Global GDP to fall by 4.4% in 2020 - Fitch | Daily News


 

Global GDP to fall by 4.4% in 2020 - Fitch

Brian Coulton, Chief Economist, Fitch
Brian Coulton, Chief Economist, Fitch

Fitch Ratings in its latest Global Economic Outlook (GEO) released Monday expects global GDP to fall by 4.4% in 2020, a modest upward revision from the 4.6% decline expected in the June GEO.

The recovery in economic activity after the unprecedented severe coronavirus-related recession in March and April has been swifter than anticipated, but we expect the pace of expansion to moderate soon.

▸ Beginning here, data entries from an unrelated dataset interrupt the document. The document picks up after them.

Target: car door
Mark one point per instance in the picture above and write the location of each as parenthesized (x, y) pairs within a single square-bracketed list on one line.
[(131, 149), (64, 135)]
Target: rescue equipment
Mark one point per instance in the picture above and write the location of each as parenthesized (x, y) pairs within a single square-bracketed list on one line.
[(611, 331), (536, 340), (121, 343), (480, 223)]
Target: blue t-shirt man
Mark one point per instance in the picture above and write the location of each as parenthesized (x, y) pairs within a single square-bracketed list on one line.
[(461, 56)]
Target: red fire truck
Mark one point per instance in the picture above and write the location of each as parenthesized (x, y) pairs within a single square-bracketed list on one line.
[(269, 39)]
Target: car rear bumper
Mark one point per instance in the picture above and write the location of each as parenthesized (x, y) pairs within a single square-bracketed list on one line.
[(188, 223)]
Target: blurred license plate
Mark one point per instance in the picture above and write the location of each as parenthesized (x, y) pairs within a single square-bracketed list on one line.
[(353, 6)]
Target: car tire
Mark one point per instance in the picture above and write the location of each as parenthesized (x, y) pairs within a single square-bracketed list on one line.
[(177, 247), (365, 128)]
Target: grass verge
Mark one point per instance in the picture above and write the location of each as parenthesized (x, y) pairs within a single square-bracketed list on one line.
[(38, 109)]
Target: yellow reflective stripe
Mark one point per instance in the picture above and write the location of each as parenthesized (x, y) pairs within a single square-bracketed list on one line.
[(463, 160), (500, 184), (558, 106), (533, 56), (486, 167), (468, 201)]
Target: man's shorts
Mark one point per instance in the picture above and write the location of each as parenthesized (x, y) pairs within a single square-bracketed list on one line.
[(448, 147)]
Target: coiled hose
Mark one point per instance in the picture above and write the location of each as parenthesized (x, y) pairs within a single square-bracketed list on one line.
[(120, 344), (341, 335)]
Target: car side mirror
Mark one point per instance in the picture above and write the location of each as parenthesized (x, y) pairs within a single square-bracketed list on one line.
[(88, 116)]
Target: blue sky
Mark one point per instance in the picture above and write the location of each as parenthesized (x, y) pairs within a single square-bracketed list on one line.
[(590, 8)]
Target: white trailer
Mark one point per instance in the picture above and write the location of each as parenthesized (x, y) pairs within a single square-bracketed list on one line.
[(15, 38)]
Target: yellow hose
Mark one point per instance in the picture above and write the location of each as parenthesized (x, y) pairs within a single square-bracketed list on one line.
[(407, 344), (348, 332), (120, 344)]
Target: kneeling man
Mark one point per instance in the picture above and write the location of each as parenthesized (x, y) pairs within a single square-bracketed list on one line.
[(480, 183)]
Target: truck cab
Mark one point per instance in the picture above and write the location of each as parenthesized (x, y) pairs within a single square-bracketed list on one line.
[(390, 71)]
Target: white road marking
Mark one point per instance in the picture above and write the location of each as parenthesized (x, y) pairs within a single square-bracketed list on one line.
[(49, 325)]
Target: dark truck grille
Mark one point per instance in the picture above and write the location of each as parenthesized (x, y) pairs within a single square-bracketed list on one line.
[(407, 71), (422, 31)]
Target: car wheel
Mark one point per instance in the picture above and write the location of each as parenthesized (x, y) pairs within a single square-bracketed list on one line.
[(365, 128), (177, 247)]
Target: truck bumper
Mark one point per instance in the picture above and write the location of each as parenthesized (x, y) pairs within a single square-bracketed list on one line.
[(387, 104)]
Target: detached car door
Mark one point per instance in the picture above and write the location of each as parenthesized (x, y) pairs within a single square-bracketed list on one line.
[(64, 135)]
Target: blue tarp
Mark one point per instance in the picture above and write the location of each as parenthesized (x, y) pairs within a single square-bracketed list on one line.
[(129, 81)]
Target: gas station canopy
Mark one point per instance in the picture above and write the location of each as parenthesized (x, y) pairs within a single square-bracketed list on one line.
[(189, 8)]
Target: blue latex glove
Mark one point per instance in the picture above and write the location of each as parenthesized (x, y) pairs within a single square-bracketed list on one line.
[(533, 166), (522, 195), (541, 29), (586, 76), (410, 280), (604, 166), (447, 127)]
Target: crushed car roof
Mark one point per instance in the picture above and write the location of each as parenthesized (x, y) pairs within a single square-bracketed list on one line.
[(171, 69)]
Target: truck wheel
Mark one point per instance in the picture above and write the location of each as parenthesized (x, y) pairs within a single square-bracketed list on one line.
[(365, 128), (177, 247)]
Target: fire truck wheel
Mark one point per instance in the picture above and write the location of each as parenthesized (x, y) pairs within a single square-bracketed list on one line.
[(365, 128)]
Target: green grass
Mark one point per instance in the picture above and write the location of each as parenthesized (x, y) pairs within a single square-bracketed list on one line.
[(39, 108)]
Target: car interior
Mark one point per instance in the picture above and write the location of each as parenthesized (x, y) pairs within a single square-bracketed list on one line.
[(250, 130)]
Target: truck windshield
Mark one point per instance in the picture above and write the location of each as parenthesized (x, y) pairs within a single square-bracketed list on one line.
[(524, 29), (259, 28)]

“China has already regained its pre-virus level of GDP and retail sales in the US, France and the UK now exceed February levels, but we doubt this will become the much-lauded ‘V’-shaped recovery. Unemployment shocks lie ahead in Europe, firms are cutting capex, and social distancing continues to directly constrain private-sector spending”, said Brian Coulton, Chief Economist, Fitch Ratings.

“Our 2020 China growth forecast is +2.7% (this was revised in late-July at the time of our most recent China sovereign rating review) compared to +1.2% in the June GEO. These revisions have been partly offset by cuts to our 2020 GDP forecasts for the eurozone to -9.0% (-8.0%), the UK to -11.5% (-9.0%) and for emerging markets (EM) excluding China to -5.7% (-4.7%). The latter primarily reflects a huge change in our India forecast for the fiscal year-ending March 2021 (FY21) to -10.5% from -5.0%.

A host of indicators across the majority of GEO economies point to a faster sequential increase in GDP in 3Q20 to date than we were previously anticipating.

“We do not expect the pace of expansion in recent months to continue, as the boost from reopening fades, labour market dislocations constrain consumer spending, and firms retrench on capex. And with the virus outbreak not yet contained, social distancing behaviour and ongoing restrictions will drag on activity,” added Coulton.

The transport and leisure sector - which typically accounts for 8%-10% of GDP in the US and Europe - remains deeply depressed and has not undergone the post-lockdown recovery seen in manufacturing, construction or retail trade.

Emerging markets are in many ways facing tougher economic challenges from the pandemic, given more-limited social safety nets and healthcare capacity and less scope for aggressive macro policy easing.

The GEO forecasts assume that a reversion to highly stringent, nationwide lockdown approaches to virus containment will be avoided, but this is a key downside risk. Such a scenario could prompt renewed falls in GDP although likely on a more limited scale than that seen in 2Q20.